The next problem was that we needed to repeat a (two-stage) analysis using GATK for 24 chromosome names: 1…22, X and Y.

When using a cluster running [Grid Engine][sge] (a distributed resource manager / job scheduler) such as ShARC, the most efficient way to run a set of near identical, independent, non-trivial computational tasks is often to submit them as a job array.

Here we effectively submitted a Grid Engine batch job submission script that results in 24 distinct tasks being submitted to the cluster’s job queues. The only thing that differs between the tasks is the value of the environment variable SGE_TASK_ID, which we use to determine the chromosome name we want to use for that task. These tasks can be run independently, allowing some/all to be run in parallel if sufficient computational resources are available.

This is the Grid Engine submission script we used:

#!/bin/bash
#$ -P rse
#$ -q rse.q
#$ -l mem=12G
#$ -t 1-24
#$ -l h_rt=24:00:00
#$ -N GenomicsDBIimport
#$ -M some.user@sheffield.ac.uk
#$ -m bea

# A Bash array of 24 chromosome names
CHROMOSOME_NAMES=($(seq 1 22) X Y)

# Get the chromosome name for this task,
# using SGE_TASK_ID as an index into the CHROMOSOME_NAMES array
c=${CHROMOSOME_NAMES[$(($SGE_TASK_ID - 1))]}

# Specify where our Singularity image is located
export SINGULARITY_CACHEDIR="/fastdata/$USER/singularity-cachedir"

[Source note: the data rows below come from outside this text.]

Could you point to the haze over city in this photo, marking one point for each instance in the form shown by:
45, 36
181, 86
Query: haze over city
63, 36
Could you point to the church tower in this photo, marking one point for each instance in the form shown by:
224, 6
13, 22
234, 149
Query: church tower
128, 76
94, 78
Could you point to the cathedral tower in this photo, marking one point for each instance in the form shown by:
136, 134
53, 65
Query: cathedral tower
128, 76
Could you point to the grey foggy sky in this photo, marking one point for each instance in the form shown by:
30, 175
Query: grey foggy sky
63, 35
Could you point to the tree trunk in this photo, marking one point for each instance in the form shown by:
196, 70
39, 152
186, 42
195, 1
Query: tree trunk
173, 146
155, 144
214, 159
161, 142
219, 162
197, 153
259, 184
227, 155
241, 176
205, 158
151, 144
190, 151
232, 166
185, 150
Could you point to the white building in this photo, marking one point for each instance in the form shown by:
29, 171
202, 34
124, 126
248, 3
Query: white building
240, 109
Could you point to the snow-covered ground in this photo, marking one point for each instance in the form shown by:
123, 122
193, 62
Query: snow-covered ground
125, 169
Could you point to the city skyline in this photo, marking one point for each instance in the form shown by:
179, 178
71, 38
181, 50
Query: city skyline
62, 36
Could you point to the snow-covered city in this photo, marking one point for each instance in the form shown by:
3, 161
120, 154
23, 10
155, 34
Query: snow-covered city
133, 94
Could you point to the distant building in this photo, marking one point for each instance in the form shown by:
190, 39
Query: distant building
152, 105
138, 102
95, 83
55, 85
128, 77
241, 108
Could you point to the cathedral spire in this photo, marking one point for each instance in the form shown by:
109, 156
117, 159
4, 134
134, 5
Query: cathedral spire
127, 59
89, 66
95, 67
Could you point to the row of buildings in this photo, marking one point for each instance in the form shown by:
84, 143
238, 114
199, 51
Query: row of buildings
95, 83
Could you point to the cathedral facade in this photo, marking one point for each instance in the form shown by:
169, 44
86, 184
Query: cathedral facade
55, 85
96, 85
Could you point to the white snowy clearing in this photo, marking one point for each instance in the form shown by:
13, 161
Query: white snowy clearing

# Step 1 of the GATK workflow for this chromosome
singularity exec $SINGULARITY_CACHEDIR/gatk-4.0.2.0.simg gatk GenomicsDBImport \
   -R /fastdata/$USER/reference/hs37d5.fa \
   --variant /fastdata/te1st/WGS_MShef7_iPS/output/24811_1_1.bam.g.vcf \
   --variant /fastdata/te1st$USER/WGS_MShef7_iPS/output/24150_1_1.bam.g.vcf \
   --variant /fastdata/te1st/WGS_MShef7_iPS/output/24144_2_1.bam.g.vcf \
   --variant /fastdata/te1st/WGS_MShef7_iPS/output/24712_6_1.bam.g.vcf \
   --variant /fastdata/te1st/WGS_MShef7_iPS/output/24811_2_1.bam.g.vcf \
   --genomicsdb-workspace-path /fastdata/te1st/WGS_MShef7_iPS/output/wt_mshef7_database$c \
   --intervals $c \
   --java-options -DGATK_STACKTRACE_ON_USER_EXCEPTION=true

# Step 2 of the GATK workflow for this chromosome
singularity exec $SINGULARITY_CACHEDIR/gatk-4.0.2.0.simg gatk GenotypeGVCFs \
   -R /fastdata/te1st/reference/hs37d5.fa \
   -V gendb:///fastdata/te1st/WGS_MShef7_iPS/output/wt_mshef7_database$c \
   -O /fastdata/te1st/WGS_MShef7_iPS/output/wt_mshef7_raw_variants_jointcalls_chr$c.vcf \
   --java-options -DGATK_STACKTRACE_ON_USER_EXCEPTION=true

Note that here we used singularity exec and not singularity run: this is because we don’t want to start an interative shell within our container(s) then start GATK from there as we want to submit a batch job and can’t do anything interactively! singularity exec allows you to run a specific command inside your container.

Result!⌗

GATK behaved as required, in part due to using a software environment (Docker container) configured by the GATK developers. Packaging up the analysis as an array job resulted in all 24 tasks executing in a timely manner and the researcher was happy!